The Panthers found what could be a perfect fit in wide receiver D.J. Moore last night with their first-round pick, and it was about the fifth-most interesting thing that happened at Bank of America Stadium yesterday.
Any excitement over the addition of Moore was overshadowed by the looming sale of the team, and how that process is being complicated by yet another embarrassing round of reports about the bad behavior of owner Jerry Richardson. In the aftermath, the front office he left behind is trying to mop up as much as they are being allowed to.
A new report from Sports Illustrated yesterday included another round of frankly creepy details, including Richardson’s handwritten note to a female staffer which read: “I regret I have never been able to give you pleasure.” The team had entered into settlements and non-disclosure agreements with a number of former staffers, and Sports Illustrated‘s source was emboldened to break her silence after Richardson shared details of his version of events with other NFL owners including Bob McNair.

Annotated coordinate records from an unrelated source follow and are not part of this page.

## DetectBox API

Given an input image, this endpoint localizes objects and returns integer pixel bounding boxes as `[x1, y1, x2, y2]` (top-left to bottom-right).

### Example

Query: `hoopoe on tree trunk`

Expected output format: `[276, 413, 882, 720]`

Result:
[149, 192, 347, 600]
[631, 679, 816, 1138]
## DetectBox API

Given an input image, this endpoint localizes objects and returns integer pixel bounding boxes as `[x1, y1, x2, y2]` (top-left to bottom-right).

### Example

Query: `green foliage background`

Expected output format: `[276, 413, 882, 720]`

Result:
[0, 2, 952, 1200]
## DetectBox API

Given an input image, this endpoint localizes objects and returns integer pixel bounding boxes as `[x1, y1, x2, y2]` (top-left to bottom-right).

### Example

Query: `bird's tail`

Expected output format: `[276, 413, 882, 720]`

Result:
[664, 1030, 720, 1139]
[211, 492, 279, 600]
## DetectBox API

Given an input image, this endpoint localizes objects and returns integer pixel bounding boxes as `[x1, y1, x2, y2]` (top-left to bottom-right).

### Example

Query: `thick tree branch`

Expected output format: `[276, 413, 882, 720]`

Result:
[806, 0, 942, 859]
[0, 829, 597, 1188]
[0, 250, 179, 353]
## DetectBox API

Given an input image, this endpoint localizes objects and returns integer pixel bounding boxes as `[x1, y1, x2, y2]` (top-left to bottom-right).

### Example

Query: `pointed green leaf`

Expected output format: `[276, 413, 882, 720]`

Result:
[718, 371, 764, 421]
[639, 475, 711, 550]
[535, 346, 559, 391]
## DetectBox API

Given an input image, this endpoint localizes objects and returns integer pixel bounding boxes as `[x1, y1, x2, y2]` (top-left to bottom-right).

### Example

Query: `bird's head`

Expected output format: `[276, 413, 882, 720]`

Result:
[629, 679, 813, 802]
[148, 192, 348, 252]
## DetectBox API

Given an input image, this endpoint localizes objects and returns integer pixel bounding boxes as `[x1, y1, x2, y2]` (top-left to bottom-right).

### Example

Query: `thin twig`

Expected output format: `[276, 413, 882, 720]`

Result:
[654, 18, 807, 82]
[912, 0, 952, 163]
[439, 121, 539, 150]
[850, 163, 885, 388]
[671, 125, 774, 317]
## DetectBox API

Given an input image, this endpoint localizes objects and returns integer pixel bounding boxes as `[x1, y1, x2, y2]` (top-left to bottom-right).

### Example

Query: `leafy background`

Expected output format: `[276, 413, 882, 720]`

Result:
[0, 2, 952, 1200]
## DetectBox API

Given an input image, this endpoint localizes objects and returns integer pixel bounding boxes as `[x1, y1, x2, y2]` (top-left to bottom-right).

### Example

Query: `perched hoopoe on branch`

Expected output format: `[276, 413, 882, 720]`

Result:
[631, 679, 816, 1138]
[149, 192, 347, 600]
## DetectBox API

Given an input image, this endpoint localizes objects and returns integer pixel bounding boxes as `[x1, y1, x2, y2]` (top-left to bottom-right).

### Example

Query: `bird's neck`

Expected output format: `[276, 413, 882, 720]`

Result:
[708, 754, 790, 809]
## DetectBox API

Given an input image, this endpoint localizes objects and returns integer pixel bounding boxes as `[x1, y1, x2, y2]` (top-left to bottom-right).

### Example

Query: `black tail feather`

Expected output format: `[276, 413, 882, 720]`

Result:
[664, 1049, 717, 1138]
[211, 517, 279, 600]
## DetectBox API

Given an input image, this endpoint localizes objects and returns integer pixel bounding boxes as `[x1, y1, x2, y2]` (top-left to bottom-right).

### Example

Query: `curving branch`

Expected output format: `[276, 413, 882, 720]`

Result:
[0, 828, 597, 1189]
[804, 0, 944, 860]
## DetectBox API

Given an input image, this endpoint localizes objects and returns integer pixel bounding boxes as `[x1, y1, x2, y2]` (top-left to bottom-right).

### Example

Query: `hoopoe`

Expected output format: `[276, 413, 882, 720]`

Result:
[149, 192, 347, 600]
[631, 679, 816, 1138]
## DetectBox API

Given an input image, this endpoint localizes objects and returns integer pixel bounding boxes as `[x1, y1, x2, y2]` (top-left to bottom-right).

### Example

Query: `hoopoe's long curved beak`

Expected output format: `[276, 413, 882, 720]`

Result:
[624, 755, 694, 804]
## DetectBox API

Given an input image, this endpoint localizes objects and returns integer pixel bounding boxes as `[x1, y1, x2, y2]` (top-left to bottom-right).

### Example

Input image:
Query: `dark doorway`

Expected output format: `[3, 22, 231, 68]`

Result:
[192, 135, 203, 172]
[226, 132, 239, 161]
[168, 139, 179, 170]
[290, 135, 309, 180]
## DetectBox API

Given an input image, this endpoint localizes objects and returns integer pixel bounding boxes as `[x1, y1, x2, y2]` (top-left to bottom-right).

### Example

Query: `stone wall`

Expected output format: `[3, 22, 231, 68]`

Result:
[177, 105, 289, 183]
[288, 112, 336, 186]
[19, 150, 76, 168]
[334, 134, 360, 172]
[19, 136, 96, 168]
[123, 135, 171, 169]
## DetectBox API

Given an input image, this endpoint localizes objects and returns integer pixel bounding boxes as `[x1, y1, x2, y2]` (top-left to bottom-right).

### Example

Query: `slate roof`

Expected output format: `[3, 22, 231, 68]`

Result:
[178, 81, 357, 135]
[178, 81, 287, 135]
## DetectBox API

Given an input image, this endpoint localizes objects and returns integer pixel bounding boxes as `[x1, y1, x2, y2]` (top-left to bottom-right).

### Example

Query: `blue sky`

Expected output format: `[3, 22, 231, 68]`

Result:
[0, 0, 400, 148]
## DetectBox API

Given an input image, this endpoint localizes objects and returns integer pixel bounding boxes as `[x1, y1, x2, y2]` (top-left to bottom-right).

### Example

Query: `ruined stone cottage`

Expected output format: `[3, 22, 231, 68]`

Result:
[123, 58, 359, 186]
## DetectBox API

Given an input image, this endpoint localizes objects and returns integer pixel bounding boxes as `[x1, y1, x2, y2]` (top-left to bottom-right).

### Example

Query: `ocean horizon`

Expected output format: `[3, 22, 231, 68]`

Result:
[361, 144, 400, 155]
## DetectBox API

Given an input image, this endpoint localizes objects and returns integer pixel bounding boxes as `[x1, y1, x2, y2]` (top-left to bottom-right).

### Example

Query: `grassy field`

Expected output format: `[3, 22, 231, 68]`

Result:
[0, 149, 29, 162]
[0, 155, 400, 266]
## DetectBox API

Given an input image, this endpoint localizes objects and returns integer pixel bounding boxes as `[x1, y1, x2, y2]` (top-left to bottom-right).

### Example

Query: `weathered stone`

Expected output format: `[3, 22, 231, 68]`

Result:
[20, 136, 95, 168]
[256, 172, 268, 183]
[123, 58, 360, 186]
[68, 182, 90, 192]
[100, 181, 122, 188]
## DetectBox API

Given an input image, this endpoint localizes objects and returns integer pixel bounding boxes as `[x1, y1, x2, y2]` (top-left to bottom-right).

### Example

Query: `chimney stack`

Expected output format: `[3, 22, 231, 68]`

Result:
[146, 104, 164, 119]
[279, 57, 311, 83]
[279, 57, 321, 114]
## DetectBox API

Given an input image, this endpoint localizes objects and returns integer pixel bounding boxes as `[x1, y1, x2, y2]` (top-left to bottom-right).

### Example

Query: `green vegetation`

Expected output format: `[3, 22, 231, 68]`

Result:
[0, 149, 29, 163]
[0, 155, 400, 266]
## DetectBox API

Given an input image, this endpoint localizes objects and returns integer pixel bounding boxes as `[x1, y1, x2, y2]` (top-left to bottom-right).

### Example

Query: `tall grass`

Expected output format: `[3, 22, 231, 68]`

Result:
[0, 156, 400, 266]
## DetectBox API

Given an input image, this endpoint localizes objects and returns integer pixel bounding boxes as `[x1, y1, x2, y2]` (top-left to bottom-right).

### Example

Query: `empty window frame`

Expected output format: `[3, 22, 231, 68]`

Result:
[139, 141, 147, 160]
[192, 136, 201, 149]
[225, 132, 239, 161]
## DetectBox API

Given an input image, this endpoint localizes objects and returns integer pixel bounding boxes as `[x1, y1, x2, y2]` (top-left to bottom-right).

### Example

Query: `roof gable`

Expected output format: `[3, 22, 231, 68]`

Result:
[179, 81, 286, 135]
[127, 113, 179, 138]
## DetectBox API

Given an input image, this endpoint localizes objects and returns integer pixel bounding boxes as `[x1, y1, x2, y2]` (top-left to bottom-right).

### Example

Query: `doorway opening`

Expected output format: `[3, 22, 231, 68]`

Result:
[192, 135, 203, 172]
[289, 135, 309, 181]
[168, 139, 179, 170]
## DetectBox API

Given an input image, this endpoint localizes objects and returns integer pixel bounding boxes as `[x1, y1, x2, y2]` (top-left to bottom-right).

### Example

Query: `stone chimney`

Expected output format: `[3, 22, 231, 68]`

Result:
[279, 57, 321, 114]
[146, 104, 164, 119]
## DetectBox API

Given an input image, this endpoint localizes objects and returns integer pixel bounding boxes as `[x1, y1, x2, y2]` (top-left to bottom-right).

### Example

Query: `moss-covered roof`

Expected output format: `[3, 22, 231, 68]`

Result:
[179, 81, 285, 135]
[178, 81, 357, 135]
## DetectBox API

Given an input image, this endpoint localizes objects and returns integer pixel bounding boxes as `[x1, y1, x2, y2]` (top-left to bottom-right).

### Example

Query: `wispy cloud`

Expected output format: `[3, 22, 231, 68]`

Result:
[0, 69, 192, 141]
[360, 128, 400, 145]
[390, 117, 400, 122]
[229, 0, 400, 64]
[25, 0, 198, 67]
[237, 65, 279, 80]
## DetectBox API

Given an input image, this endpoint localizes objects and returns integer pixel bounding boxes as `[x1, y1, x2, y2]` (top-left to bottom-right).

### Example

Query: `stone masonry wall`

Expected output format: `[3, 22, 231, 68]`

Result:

Two team sources told PFT that a number of behind-the-scenes changes have taken place to try fix the mess left by Richardson’s workplace misconduct, though they were prevented from cleaning house to the degree they wanted to.
Chief operating officer Tina Becker reportedly wanted to fire longtime team general counsel Richard Thigpen, who presided over the NDAs between Richardson and his accusers. However, the sources said she was discouraged from getting rid of Thigpen over concerns that it would impact the value of the team during the sale process. That direction reportedly came from the firm overseeing the sale, apparently concerned that the appearance of instability was worse than the reality of Richardson’s own actions and Thigpen’s involvement in them.
The sale process is ongoing, and nothing that happened yesterday is causing the value of the team to do anything but drop. Steelers minority owner David Tepper and South Carolina financier Ben Navarro are viewed as the favorites among the bidders, with Navarro offering what’s reported to be the highest bid and Tepper having the greater personal wealth and the support of a number of current NFL owners.
But Becker has also restructured the front office in other ways, putting the human resources department under the control of deputy general counsel and director of compliance Steve Argeris. HR had previously reported to the team’s chief financial officer, but they’re trying to implement some new programs and create something resembling an actual business operation in anticipation of problems which could arise in the future and under new ownership.
Of course, a new owner could come in and make most of the work done moot, by cleaning out the business side of the organization and bringing in his own directors. But there is some degree of effort being made to clean things up, and to create a workplace that is both functional and not threatening to women and minorities (to say the Panthers organization has been largely white and male over the years is an extreme understatement).
It will be a long process, and the steps taken now are the small, necessary ones, being implemented by people with no guarantees of employment beyond the next month or so.